Six more excruciating months of vacillation and national self-humiliation.

Six more months of our elected representatives failing to deliver any recognisable form of political leadership at a time when the country most needs it.

See also: Wake up and smell the reality of Brexit

It is said that people get the politicians and hence the government they deserve.

What this whole process has proved beyond doubt is that we are most definitely not living in an age of political giants; and whatever the final outcome, we all have to take collective responsibility for the self-inflicted mess we currently find ourselves in.

Like so many Britons, I have always been a rather uneasy European and my decision to vote “remain” in June 2016 was more pragmatic that idealistic, despite many concerns over the direction of travel of the EU.

However, for me the bigger picture prevailed – namely, 70 years of peace in a continent hitherto ravaged by regular bloody conflicts and, on a more personal level, a feeling that the UK as a nation had lost sight of the value of the industry I so dearly love. This meant that there was only really one way I could vote.

The events of the intervening 30 months have done little to change my view.

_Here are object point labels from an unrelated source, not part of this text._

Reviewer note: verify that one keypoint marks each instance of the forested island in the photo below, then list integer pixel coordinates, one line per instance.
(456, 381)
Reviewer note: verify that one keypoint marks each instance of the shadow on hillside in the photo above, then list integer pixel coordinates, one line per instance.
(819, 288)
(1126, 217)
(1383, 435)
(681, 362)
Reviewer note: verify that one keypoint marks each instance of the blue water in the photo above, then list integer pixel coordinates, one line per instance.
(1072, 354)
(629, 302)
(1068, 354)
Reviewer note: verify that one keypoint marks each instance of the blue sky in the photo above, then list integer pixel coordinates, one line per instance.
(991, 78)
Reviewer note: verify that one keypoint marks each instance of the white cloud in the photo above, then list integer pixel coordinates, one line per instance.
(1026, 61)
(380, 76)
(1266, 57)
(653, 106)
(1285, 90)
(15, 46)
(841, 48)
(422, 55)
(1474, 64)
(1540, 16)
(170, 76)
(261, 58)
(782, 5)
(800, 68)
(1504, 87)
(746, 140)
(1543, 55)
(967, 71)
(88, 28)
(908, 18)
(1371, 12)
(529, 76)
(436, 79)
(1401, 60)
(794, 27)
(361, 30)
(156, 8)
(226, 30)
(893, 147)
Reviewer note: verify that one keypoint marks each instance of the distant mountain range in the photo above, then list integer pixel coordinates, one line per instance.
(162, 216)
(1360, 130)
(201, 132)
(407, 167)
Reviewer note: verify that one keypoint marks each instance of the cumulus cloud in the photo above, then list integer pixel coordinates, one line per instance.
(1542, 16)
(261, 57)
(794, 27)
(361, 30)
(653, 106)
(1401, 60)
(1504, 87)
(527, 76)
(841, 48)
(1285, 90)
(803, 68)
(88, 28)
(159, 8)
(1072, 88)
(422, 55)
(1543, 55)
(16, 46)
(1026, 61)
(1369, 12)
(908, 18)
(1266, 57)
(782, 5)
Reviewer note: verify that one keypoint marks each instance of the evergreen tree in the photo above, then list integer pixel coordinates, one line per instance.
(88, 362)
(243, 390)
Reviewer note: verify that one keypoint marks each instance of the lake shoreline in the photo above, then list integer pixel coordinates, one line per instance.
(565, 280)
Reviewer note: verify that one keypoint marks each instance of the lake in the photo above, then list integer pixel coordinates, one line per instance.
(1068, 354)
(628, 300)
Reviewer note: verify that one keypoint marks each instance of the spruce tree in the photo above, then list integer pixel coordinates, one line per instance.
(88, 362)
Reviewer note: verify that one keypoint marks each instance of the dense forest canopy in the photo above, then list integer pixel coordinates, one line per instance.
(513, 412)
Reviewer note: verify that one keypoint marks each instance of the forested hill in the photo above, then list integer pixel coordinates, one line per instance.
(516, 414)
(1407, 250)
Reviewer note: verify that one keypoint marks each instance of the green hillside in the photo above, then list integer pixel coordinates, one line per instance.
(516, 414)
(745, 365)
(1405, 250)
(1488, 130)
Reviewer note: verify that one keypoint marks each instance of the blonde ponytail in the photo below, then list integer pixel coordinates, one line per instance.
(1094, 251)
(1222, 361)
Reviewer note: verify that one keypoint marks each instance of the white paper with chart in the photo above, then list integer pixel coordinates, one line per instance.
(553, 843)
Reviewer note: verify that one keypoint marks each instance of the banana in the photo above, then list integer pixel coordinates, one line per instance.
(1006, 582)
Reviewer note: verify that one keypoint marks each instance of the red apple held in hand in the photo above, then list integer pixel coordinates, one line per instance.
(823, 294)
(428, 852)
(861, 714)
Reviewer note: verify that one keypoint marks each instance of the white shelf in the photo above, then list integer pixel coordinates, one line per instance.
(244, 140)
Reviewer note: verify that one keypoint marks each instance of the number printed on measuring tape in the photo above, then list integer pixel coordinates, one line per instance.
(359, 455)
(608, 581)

Despite having to endure listening to the patronising jibes of foreign heads of government and assorted Euro-factota, the utter dearth of anything remotely resembling political leadership domestically makes me struggle to see how we could possibly be better off outside the world’s largest economic trading bloc with this lot at the helm.

Given the utter incompetence with which this whole process has been handled, I dread to think how we will fare negotiating the trade deals that will shape the future of our industry, from a position of political and economic isolation, armed with little more than whisky and sheepmeat as bargaining chips.

The rest of the world is greedily eyeing up our food market.

The relative weakness of our industry lobby outside Europe, compared with that of other sectors that have so much more at stake as potential exporters, means that we can expect little more than token support from any government of whatever political hue.

“Chocolate box environmentalism”, I fear, for the moment at least, carries more votes than the abstract concept of declining food self-sufficiency, particularly when food is cheaper and more plentiful, in real terms, than it has ever been.

It is this, more than anything, that made the pro-Brexit position of so many involved in UK agriculture so baffling.

Giving up membership of the world’s biggest free-trade area for the sake of regaining national sovereignty and self-determination is, to my mind, a hubristic conceit; a triumph of misguided idealism over pragmatism.

The fact that so many have subsequently opined that the vote to leave was an expression of dissatisfaction at politics generally, rather than a totem of resurgent nationalism, is sadly ironic, given where we currently find ourselves. 

President De Gaulle of France originally vetoed the UK’s application to join the then Common Market in 1963 on the grounds that we were “not European enough”. Will a six-month stay of execution be just enough for us to prove him wrong?